Exotoxin TSST-1 causes toxic shock syndrome by stimulating the release of large amounts of interleukin-1 (IL-1) by human monocytes, interleukin-2 (IL-2), and tumour necrosis factor. Similarly, it induces the expression of IL-2 receptors and the proliferation of human T lymphocytes. It does this by binding to MHC class II molecules and the exotonin is produced by most strains of S. aureus (Scholl et al., 1989). In general, the toxin is not produced by bacteria growing in the blood; rather, it is produced at the local site of an infection, and then enters the bloodstream.
Exfoliative toxins are the sole agents responsible for staphylococcal scalded skin syndrome (SSSS), a disease predominantly affecting infants and characterized by the loss of superficial skin layers, dehydration, and secondary infections. Exfoliatins are serine proteases with high substrate specificity, which selectively recognize and cleave (hydrolyse) desmosomal cadherins only in the superficial layers of the skin, which is directly responsible for the clinical manifestation of SSSS (Bukowski et al., 2010).
Alpha-toxin secreted by this pathogen binds to cell surface receptors and form the heptameric pores. This pore allows the exchange of monovalent ions, resulting in DNA fragmentation and eventually apoptosis. Higher concentrations result in the toxin absorbing nonspecifically to the lipid bilayer and forming large, Ca2+ permissive pores. This, in turn, results in massive necrosis and other secondary cellular reactions triggered by the uncontrolled Ca2+ influx. Similarly, the cytotoxin Panton-Valentine leukocidin forms β-pores in target cells, causing necrotic lesions involving the skin or mucosa, including necrotic hemorrhagic pneumonia. More specifically, this cytokin assembles in the membrane of host defense cells, particularly white blood cells, monocytes and macrophages. The two subunits fit together and form a ring with a central pore through which cell contents leak and which acts as a superantigen.

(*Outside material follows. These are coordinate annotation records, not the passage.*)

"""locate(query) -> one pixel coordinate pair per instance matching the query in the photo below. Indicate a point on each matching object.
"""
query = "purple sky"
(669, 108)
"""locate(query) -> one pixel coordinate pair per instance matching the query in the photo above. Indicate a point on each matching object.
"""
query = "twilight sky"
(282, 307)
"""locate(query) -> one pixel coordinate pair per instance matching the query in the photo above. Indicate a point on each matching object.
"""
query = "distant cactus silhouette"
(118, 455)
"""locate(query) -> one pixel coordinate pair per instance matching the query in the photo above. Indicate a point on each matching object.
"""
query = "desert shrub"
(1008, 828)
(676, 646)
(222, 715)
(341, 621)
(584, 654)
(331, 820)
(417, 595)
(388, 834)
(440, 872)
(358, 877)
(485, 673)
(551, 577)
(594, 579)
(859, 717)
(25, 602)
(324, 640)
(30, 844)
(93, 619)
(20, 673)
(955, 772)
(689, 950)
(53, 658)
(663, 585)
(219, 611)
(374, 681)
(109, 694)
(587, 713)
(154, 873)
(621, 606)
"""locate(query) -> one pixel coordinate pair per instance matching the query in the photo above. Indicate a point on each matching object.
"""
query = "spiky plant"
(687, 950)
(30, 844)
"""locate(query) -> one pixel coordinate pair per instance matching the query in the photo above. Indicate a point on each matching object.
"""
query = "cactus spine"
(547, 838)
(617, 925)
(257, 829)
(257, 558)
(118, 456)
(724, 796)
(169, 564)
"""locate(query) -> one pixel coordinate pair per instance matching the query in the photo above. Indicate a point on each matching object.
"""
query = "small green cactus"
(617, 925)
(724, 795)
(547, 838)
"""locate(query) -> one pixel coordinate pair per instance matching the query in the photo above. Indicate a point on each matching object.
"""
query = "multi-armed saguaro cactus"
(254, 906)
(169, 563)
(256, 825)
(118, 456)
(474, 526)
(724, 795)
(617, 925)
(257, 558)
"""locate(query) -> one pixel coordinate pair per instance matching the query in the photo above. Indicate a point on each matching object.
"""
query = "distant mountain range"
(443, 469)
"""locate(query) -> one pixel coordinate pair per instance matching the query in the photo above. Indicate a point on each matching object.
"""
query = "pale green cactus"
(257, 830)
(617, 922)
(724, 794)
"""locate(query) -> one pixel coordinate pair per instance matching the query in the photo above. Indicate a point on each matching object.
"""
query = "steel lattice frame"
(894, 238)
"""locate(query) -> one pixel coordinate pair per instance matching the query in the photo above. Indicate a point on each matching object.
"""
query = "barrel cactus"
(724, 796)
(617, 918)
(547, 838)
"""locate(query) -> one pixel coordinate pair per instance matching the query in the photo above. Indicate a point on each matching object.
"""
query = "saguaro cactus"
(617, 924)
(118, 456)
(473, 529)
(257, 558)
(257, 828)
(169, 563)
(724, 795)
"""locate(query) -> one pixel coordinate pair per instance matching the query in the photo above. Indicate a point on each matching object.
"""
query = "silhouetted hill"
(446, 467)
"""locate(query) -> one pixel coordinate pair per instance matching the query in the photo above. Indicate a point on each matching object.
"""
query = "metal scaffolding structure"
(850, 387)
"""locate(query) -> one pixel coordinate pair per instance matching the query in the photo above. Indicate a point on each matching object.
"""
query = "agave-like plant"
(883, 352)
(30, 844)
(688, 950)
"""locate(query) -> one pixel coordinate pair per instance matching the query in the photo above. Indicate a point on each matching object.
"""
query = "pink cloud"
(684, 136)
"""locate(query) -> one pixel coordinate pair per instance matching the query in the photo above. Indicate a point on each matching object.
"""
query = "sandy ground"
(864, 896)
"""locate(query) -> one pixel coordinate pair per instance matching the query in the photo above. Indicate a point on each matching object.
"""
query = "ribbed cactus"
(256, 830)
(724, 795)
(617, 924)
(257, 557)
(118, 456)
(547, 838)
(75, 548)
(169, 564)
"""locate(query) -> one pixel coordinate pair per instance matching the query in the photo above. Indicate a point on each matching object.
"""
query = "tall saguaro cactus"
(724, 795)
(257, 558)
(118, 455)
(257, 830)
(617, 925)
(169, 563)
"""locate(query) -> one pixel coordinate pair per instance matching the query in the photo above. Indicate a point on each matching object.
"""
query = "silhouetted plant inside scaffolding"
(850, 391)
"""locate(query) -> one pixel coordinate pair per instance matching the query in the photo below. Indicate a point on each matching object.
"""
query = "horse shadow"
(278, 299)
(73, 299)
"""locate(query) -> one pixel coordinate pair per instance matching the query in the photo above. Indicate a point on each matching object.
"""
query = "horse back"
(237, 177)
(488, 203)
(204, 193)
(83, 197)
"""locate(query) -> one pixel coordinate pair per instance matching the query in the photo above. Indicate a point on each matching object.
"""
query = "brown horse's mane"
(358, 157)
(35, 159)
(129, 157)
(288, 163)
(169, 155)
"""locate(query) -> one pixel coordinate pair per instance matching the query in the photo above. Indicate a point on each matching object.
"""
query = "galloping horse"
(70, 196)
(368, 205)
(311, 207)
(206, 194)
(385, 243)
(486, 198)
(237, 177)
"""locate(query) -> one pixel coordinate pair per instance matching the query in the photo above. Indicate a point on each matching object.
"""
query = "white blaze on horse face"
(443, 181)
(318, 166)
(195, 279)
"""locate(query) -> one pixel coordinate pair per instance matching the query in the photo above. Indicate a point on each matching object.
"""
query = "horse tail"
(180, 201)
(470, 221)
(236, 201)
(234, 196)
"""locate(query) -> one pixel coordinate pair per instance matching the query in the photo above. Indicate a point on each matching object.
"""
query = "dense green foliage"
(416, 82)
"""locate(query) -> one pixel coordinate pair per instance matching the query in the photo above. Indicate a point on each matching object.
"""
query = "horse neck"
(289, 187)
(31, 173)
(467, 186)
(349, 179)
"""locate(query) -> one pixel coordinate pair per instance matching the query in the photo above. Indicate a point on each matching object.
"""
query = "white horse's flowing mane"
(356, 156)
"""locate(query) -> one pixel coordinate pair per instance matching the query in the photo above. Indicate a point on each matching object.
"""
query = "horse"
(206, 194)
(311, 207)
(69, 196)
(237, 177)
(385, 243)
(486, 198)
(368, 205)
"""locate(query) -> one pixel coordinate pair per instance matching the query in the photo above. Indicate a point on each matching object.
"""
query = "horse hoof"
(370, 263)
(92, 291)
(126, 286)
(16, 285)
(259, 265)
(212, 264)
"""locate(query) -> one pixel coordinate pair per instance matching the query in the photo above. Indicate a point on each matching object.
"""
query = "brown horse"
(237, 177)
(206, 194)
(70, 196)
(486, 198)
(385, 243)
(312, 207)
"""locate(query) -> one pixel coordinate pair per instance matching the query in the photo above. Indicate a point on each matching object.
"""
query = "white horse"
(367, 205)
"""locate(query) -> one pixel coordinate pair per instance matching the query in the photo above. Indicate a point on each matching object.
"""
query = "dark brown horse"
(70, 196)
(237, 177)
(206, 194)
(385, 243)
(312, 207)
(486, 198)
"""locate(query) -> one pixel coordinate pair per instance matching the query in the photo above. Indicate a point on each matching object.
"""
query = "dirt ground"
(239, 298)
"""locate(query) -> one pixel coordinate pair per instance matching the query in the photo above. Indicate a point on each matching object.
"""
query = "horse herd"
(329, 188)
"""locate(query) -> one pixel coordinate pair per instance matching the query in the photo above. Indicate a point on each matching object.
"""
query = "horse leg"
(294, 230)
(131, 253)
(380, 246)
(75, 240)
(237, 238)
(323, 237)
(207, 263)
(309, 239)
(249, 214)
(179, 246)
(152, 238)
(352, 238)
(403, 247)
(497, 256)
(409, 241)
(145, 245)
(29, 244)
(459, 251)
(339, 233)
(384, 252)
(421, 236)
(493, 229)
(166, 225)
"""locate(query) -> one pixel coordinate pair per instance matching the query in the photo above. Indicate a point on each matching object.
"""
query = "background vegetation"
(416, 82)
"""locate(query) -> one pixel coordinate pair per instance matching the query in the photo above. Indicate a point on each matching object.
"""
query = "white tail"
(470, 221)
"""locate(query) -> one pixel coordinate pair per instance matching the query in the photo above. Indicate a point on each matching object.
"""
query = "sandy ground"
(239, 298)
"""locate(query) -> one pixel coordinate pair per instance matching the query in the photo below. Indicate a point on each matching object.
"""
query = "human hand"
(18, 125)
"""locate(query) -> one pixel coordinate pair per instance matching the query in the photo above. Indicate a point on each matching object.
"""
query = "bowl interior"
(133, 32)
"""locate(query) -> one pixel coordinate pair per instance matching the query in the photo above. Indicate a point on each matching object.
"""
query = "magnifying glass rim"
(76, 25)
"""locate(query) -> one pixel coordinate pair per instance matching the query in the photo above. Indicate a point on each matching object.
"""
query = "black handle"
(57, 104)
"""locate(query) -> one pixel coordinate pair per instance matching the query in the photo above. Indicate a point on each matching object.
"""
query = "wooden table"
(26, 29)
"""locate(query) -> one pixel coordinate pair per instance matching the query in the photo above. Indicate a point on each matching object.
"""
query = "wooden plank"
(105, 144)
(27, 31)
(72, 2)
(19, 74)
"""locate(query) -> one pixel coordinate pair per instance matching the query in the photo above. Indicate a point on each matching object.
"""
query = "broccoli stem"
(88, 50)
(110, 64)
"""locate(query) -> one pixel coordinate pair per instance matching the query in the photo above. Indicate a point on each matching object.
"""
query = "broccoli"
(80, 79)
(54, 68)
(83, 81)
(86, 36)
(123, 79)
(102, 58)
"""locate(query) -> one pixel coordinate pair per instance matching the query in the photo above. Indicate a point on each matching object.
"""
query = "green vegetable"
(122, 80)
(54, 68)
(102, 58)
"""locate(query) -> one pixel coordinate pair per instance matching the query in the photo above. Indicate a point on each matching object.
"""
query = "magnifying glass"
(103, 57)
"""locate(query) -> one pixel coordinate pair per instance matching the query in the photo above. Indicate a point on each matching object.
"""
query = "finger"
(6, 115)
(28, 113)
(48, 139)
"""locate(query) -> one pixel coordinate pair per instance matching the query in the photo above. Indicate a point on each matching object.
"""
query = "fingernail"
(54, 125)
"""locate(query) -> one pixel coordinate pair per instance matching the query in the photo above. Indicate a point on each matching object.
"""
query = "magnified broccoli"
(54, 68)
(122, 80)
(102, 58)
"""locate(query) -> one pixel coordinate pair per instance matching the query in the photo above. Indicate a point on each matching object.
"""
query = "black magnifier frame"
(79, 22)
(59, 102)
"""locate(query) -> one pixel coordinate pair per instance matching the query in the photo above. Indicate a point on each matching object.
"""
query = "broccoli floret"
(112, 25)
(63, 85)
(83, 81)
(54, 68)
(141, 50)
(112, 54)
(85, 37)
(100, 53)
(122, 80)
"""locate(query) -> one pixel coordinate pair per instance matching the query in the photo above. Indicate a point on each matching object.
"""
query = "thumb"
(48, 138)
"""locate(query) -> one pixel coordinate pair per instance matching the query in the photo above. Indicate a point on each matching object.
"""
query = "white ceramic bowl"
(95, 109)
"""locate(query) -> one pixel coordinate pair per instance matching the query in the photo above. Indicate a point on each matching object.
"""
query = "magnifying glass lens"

Epidemiology: As mentioned earluer, S. aureus can be found in the normal flora of humans. Anterior nares, the nasopharynx, the perineal area, and the skin commonly house small colonies of S. aureus (Forbes et al., 2007). This organism can be carried by a symptomless host and transmitted via direct contact with a carrier or indirectly by touching a contaminated item. Lipoteichoic adherence complexes are used to hold to and colonize within the housing tissues. In addition, spread of the bacteria from its normal site of habitation to an abnormal site can result from a tear in the tissue from a wound or surgery. This species is often associated with immunocompromised patients, since many outbreaks occur in healthcare facilities due to contact between patients and asymptomatic healthcare professionals.
Bukowski, M., Wladyka, B., & Dubin, G. (2010). Exfoliative Toxins of Staphylococcus aureus. Toxins, 2(5): 1148-1165.
Forbes, B.A., Sham, D.F. & Weissfeld, A. S. (2007). Bailey & Scott's diagnostic microbiology (12th ed.). St. Louis: Mosby.
Scholl, P., Diez, A. et al. (1989). Toxic shock syndrome toxin 1 binds to major histocompatibility complex class II molecules. Proceedings of the National Academy of Sciences USA, 86: 4210-4214.